There are some pathogens that have evolved to directly target the cellular junctions as a mechanism for invading the body and, therefore, overcome the presence of commensal microbes. Our aim is to understand in greater detail how cellular junctions form and how they can be affected during and after infection. By looking at individual proteins that make up the tight junction complex and the barrier itself, we can assess the effects of infection caused by pathogens that directly target junctions and identify key roles of signalling cascades in the regulation of different proteins. This information can be used to develop novel therapies that will target and stimulate the production and presence of specific proteins and pathways that regulate cellular junctions, to increase the strength of the barrier and prevent infection.

1. Feldman, G. J., Mullin, J. M., and Ryan, M. P., Occludin: structure, function and regulation. Adv Drug Deliv Rev 57 (6), 883 (2005).
2. O'Keefe, S. J., Nutrition and colonic health: the critical role of the microbiota. Curr Opin Gastroenterol 24 (1), 51 (2008).
3. Gassler, N. et al., Inflammatory bowel disease is associated with changes of enterocytic junctions.

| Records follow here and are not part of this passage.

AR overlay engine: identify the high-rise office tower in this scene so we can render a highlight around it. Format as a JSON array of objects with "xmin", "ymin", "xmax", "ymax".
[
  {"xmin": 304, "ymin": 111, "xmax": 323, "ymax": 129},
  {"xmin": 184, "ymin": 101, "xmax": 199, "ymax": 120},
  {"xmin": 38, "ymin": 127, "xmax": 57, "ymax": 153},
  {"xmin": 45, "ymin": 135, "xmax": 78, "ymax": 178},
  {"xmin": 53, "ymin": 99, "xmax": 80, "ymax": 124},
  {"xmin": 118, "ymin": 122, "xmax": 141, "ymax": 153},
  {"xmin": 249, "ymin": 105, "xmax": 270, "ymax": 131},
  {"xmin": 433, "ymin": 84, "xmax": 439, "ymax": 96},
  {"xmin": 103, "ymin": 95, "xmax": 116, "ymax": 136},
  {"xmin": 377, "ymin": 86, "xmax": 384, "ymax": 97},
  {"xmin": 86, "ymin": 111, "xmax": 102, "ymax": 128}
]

Am J Physiol Gastrointest Liver Physiol 281 (1), G216 (2001).
4. Santarelli, R. L., Pierre, F., and Corpet, D. E., Processed meat and colorectal cancer: a review of epidemiologic and experimental evidence. Nutr Cancer 60 (2), 131 (2008).
5. Economou, M. and Pappas, G., New global map of Crohn's disease: Genetic, environmental, and socioeconomic correlations. Inflamm Bowel Dis 14 (5), 709 (2008).
6. Baumgart, D. C. and Carding, S. R., Inflammatory bowel disease: cause and immunobiology. Lancet 369 (9573), 1627 (2007).